La nostra consulenza alla fine ha assunto un aspetto di questo tipo:

Abbiamo diviso il tempo rimanente in tre sprint di due settimane ciascuno.

l processo utilizzato per ottenere il prodotto è stato un processo Agile, con riunioni giornaliere effettuate in remoto ogni giorno e aggiornamenti via Slack durante l’elaborazione quotidiana per scambiare idee e priorità.

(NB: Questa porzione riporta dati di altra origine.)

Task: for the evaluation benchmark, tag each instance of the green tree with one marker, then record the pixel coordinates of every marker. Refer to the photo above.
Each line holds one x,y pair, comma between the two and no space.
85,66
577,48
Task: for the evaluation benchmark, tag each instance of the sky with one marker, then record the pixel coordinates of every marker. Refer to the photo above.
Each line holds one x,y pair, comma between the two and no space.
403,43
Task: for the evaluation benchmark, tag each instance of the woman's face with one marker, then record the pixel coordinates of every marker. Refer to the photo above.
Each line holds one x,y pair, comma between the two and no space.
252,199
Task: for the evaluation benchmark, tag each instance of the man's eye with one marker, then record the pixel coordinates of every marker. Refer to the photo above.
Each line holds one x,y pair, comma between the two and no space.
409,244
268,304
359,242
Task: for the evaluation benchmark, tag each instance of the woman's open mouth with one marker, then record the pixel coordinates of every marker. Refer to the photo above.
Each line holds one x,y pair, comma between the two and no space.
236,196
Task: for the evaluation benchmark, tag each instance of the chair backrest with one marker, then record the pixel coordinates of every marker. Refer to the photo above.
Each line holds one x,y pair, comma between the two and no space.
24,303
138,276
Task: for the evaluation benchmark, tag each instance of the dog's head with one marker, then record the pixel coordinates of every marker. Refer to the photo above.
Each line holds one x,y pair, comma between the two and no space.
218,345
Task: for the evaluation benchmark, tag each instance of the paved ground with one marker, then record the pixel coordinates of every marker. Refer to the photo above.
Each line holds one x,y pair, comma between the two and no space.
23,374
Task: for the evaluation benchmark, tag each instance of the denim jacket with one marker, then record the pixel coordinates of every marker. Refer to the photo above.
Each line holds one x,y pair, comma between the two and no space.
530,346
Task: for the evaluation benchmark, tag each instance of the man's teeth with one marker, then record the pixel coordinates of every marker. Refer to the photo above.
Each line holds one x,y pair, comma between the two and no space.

Abbiamo effettuato due revisioni (alla fine del primo sprint, alla fine del secondo sprint) e una Release Review alla fine del processo di prototipazione, prima che il prodotto fosse definitivamente messo in produzione.

Abbiamo usato l’ultimo sprint per preparare in parallelo il materiale necessario (server e asset vari) a predisporre gli ambienti che avrebbero ospitato il nuovo prodotto, più alcune landing page (che erano state preparate, separatamente, dal team di marketing).

Il nostro prodotto, un MVP non a metà, ma completo delle caratteristiche necessarie a soddisfare le esigenze degli utenti, è stato rilasciato in produzione due mesi dopo l’incontro iniziale.

nfine, gli utenti che avevano partecipato all’inizio del processo sono stati invitati ad usare il nuovo prodotto, ora ufficialmente messo in produzione.Il prodotto ha funzionato, gli utenti lo hanno usato e progressivamente nuovi utenti sono stati invitati dall’Azienda-X (attraverso email e test A/B) ad usarlo.

Il processo di apprendimento per l’Azienda-X non si è fermato qui: oltre ad aver creato un prodotto, hanno incorporato una metodologia all’interno della loro organizzazione. Una metodologia che include elementi del design thinking e del metodo agile, che è stata raffinata nel tempo e ci ha condotto alla scoperta di nuove opportunità. Un metodo utile alla comprensione del loro potenziale e talvolta anche alla decisione di non portare avanti un prodotto o un’idea perché non sarebbe stata performante.

 

Conclusione

 

Delineare il perimetro dell’attività della metodologia di design thinking che andiamo ad applicare è fondamentale per focalizzare la questione principale. La questione principale non è quanto spenderemo o quanto tempo ci vorrà per realizzare un prodotto, ma qualcosa di molto più ampio come – Quali sono le caratteristiche che servono veramente al mio target e come posso fornirle nel minor tempo possibile?”